Tax-related phishing campaigns are increasing globally in 2026, with cybercriminals using tax season to distribute malware, steal credentials and gain remote access to victims' systems, according to research from Proofpoint.
The security company said it has observed more than 100 tax-themed campaigns this year involving malware, remote monitoring and management (RMM) tools, fraud schemes and credential phishing attacks. Researchers reported an increase in campaigns using legitimate remote access software, activity linked to newly identified threat actors and a wider range of social engineering techniques.
Australia is among the countries being targeted. Proofpoint researchers have identified campaigns impersonating government services including myGov and the Australian Taxation Office (ATO), alongside human resources departments and investment firms. One recent example involved phishing emails claiming to be from myGov and directing users to counterfeit login pages designed to steal credentials, two-factor authentication information and session cookies.
Tax lures
According to Proofpoint, threat actors continue to exploit tax season because individuals and organisations expect communications from tax authorities, financial institutions and employers during filing periods. Campaigns commonly impersonate government agencies, claim recipients have unresolved tax obligations, request assistance with tax filings or warn of alleged tax violations.
Email volumes vary significantly between campaigns. Some consist of only a small number of messages, while others involve tens of thousands of emails. While most campaigns target organisations and individuals in the United States, researchers have also observed activity directed at Australia, Canada, Switzerland and Japan.
Remote access
Proofpoint said RMM software remains one of the most common payloads delivered through tax-themed attacks. These tools are legitimate applications widely used by enterprises for remote administration but are increasingly being abused by cybercriminals.
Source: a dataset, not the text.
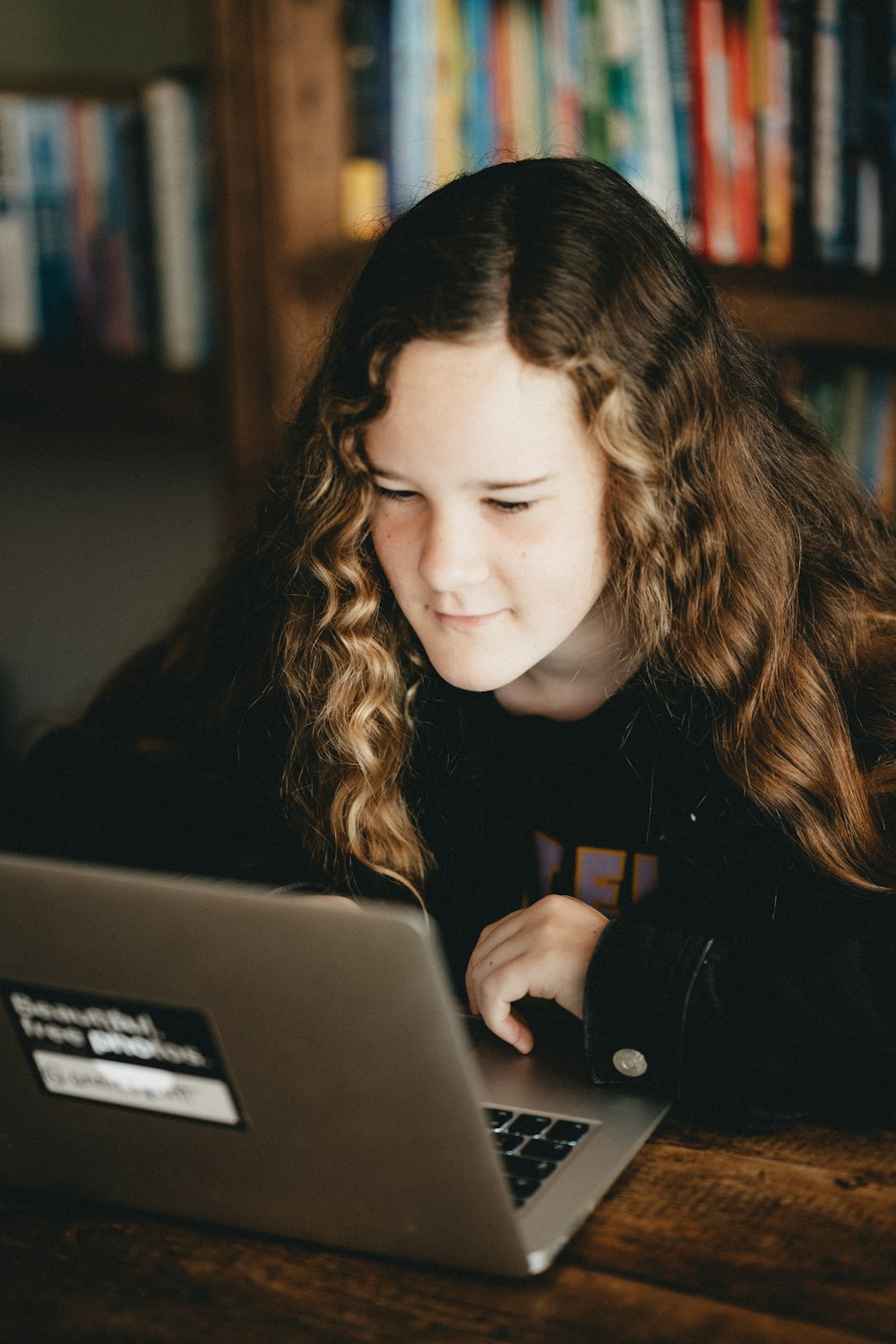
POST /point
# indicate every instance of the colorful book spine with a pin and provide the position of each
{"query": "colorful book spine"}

The company has observed campaigns delivering software including Datto, N-able, RemotePC, Zoho Assist and ScreenConnect. Attackers favour these tools because they often appear legitimate within enterprise environments and may evade detection if organisations have not restricted authorised remote access software.
One campaign observed in February impersonated the US Internal Revenue Service and claimed to relate to a recipient's recent tax filing. The email contained a button labelled "Transcript Viewer" that linked to an executable file hosted on Bitbucket. When opened, the file installed N-able RMM software on the victim's system. Researchers noted that the email included a legitimate IRS phone number to increase credibility.
Threat groups
Proofpoint highlighted activity from TA4922, a financially motivated threat actor it has tracked since 2025. The group primarily targets organisations in Japan and East Asia, using tax-related themes to obtain remote access for fraud, data theft and other criminal activity. The actor has also impersonated tax agencies in India, Taiwan, Indonesia, Malaysia and Italy.
The company also reported ongoing activity from TA2730, a credential-phishing group focused on financial institutions and investment-related organisations. The actor frequently uses lures involving the W-8BEN tax form and targets users in countries including Australia, Canada, Singapore, Switzerland and Japan. Victims are directed to counterfeit investment account login pages designed to harvest credentials.
Employee data
Business email compromise actors are also using tax-related forms to steal sensitive employee information. Proofpoint observed campaigns impersonating company executives and requesting employee W-2 forms. These documents contain personal information including names, addresses and government identification details that can be used for identity theft and financial fraud.
The company said tax-related themes remain effective because they exploit routine interactions between organisations, financial institutions and government agencies, making fraudulent communications appear legitimate to recipients expecting genuine correspondence.